Section 162.1(1) of Canada’s Criminal Code already prohibits online and offline publication of an intimate image without consent. Section 163 already prohibits publication of obscene materials and child pornography. Thus, it is already illegal to post online content that sexually victimizes a child or revictimizes a survivor. 

Section 264(1) already prohibits criminal harassment. Section 319(1) already prohibits the public incitement of hatred towards a group that is identifiable by race, ethnicity, religion, sex, sexual orientation, gender identity, gender expression and other personal characteristics. Section 59(1) criminalizes sedition: advocating the use of force to achieve governmental change within Canada. Sections 83.21 and 83.22 criminalize instructing to carry out terrorist activity; any online content that incites terrorism is already illegal. 

Further, Section 22 of Canada’s Criminal Code prohibits counselling, procuring, soliciting or inciting another person “to be a party to an offence.” Any person who counsels, procures, solicits or incites another person to be a party to an offence will be found guilty if the person receiving such counsel commits the offence in question. This applies to terrorism and other violent crimes, and even to minor criminal offenses like shoplifting. Further, section 464 of the Criminal Code criminalizes counselling another person to commit an offence even if that offence is not committed.

Those who support the Online Harms Act should explain why they believe that existing legislation is inadequate to address “harmful” online expression.

New government bodies to censor online speech

If passed into law, the Online Harms Act will create a new Digital Safety Commission to enforce compliance with new regulations created by the federal cabinet. This Digital Safety Commission will have the power to regulate nearly any person or entity operating as a “social media service” in Canada. Any person or social media service found to have permitted “harmful content” would face penalties. The severity of the penalties would be established by the federal cabinet. The creators and users of online content will self-censor to avoid the risk of running afoul of the new regulations and government-imposed censorship. The Online Harms Act provides that an Order of the Digital Safety Commission may be converted into an Order of the Federal Court and enforced like a Court Order. This could result in people operating social media services being fined and imprisoned for contempt of court if they refuse to censor Canadians’ speech.

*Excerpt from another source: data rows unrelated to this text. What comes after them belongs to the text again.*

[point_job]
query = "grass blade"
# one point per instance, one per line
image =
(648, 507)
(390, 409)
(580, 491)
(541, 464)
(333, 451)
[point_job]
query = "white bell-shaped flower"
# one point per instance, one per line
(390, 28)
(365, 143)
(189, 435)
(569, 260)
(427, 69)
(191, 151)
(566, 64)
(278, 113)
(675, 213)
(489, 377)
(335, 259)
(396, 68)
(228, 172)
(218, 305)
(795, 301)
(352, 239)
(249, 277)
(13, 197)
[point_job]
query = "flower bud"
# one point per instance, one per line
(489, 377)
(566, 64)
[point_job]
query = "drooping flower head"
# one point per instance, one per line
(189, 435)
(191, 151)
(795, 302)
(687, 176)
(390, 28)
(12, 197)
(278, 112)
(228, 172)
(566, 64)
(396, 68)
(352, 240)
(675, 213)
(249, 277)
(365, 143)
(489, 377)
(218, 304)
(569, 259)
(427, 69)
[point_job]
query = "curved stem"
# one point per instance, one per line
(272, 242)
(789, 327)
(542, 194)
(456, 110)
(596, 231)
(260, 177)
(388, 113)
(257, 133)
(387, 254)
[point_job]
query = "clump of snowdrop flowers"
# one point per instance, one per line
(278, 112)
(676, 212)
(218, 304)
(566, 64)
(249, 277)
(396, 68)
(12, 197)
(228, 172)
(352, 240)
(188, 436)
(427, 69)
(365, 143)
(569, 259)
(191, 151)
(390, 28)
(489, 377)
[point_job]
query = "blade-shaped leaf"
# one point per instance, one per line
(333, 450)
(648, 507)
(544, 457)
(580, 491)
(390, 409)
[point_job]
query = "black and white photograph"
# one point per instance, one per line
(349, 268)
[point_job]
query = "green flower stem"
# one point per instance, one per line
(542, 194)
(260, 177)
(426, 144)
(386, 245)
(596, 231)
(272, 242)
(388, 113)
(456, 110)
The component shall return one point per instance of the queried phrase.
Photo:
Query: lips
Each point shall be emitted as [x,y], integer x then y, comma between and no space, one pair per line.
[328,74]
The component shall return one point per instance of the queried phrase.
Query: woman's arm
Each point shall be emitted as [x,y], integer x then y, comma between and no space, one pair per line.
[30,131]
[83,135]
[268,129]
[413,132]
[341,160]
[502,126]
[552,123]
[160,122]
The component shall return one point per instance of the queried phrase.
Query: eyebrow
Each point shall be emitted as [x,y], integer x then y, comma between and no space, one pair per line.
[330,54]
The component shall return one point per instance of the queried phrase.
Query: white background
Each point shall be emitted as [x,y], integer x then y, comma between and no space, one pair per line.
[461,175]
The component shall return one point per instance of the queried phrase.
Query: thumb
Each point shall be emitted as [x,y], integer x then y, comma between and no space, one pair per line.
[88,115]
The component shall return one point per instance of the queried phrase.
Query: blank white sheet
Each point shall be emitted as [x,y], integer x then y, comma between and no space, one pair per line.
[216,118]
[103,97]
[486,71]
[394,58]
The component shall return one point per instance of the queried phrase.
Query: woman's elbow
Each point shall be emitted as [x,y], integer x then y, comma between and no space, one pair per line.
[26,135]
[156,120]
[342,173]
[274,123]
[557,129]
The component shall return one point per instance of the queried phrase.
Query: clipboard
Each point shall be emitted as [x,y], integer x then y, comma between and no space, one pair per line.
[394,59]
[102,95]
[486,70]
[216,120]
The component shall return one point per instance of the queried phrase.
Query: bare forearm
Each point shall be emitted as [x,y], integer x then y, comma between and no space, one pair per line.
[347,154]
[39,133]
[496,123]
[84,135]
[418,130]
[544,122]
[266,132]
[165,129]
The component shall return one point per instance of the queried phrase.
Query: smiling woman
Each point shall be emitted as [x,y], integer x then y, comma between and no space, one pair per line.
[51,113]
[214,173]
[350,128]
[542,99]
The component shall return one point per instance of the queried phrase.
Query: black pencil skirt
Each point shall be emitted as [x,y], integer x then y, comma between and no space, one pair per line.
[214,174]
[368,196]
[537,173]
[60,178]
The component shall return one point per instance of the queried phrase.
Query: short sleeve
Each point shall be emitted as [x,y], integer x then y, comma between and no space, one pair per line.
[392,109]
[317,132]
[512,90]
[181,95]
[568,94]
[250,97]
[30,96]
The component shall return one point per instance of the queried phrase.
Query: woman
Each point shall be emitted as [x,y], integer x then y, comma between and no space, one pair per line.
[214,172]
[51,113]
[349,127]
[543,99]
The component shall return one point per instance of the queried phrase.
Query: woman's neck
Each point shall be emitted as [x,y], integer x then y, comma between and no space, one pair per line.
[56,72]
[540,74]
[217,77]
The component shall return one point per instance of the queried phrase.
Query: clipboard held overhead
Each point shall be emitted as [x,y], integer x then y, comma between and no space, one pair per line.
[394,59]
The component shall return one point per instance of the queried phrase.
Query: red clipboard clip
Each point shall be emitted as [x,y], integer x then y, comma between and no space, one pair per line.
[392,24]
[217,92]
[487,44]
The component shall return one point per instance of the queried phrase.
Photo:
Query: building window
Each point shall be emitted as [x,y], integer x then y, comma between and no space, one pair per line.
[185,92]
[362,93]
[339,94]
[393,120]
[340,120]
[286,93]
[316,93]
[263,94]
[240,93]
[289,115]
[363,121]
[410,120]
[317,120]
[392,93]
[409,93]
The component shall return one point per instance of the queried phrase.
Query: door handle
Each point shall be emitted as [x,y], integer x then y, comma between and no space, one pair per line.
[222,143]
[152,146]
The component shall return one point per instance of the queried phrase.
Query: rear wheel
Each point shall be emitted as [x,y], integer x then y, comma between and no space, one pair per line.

Pre-emptive punishment for crimes not committed

The Online Harms Act, if passed into law, will add section 810.012 to the Criminal Code, which will permit pre-emptive violations of personal liberty when no crime has been committed. This repudiates centuries of legal tradition that rightly reserved punishment for what a person had done, not for what a person might do. Under this new provision, a complainant can assert to a provincial court that they “fear” that someone will promote genocide, hate or antisemitism. If the judge believes that there are “reasonable grounds” to justify the fear, the court can violate the liberty interests of the accused citizen by requiring her or him to do any or all of the following:

  • wear an ankle bracelet (electronic monitoring device)
  • obey a curfew and stay at home, as determined by the judge
  • abstain from alcohol, drugs, or both
  • provide bodily substances (e.g. blood, urine) to confirm abstinence from drugs or alcohol
  • not communicate with certain designated persons
  • not go to certain places, as determined by the judge
  • surrender her or his legally owned and legally required firearms

In other words: a citizen who has not committed any crime can be subjected to one or more (or all) of the above conditions just because someone fears that that person might commit a speech crime in future. Further, if the person who has committed no crime fails to agree to these court-ordered violations of her or his personal liberty, she or he could be sentenced to up to two years in prison.

Our criminal justice system is not supposed to function this way. Violating the liberty of citizens through pre-emptive punishment, when no crime has been committed (and quite possibly when no crime will be committed), is a radical departure from centuries of common law tradition. The respect that our legal system has for individual rights and freedoms means that an accused person is presumed innocent until proven guilty by way of a fair trial, held before an independent and impartial court. We do not punish the innocent, nor do we restrict their liberty based on what they might do. The mere fear that harmful expression may occur is not a legitimate basis for court-ordered imprisonment or other conditions that violate personal liberty.

Life imprisonment for words spoken

For the existing Criminal Code offence of advocating for genocide, the Online Harms Act would raise the maximum penalty from five years in jail to life imprisonment. Free societies recognize the distinction between speech and actions. The Online Harms Act blurs that distinction. 

Considering the inherent difficulty in determining whether a person has actually “advocated for genocide,” the punishment of a five-year prison term is already an adequate deterrent for words alone.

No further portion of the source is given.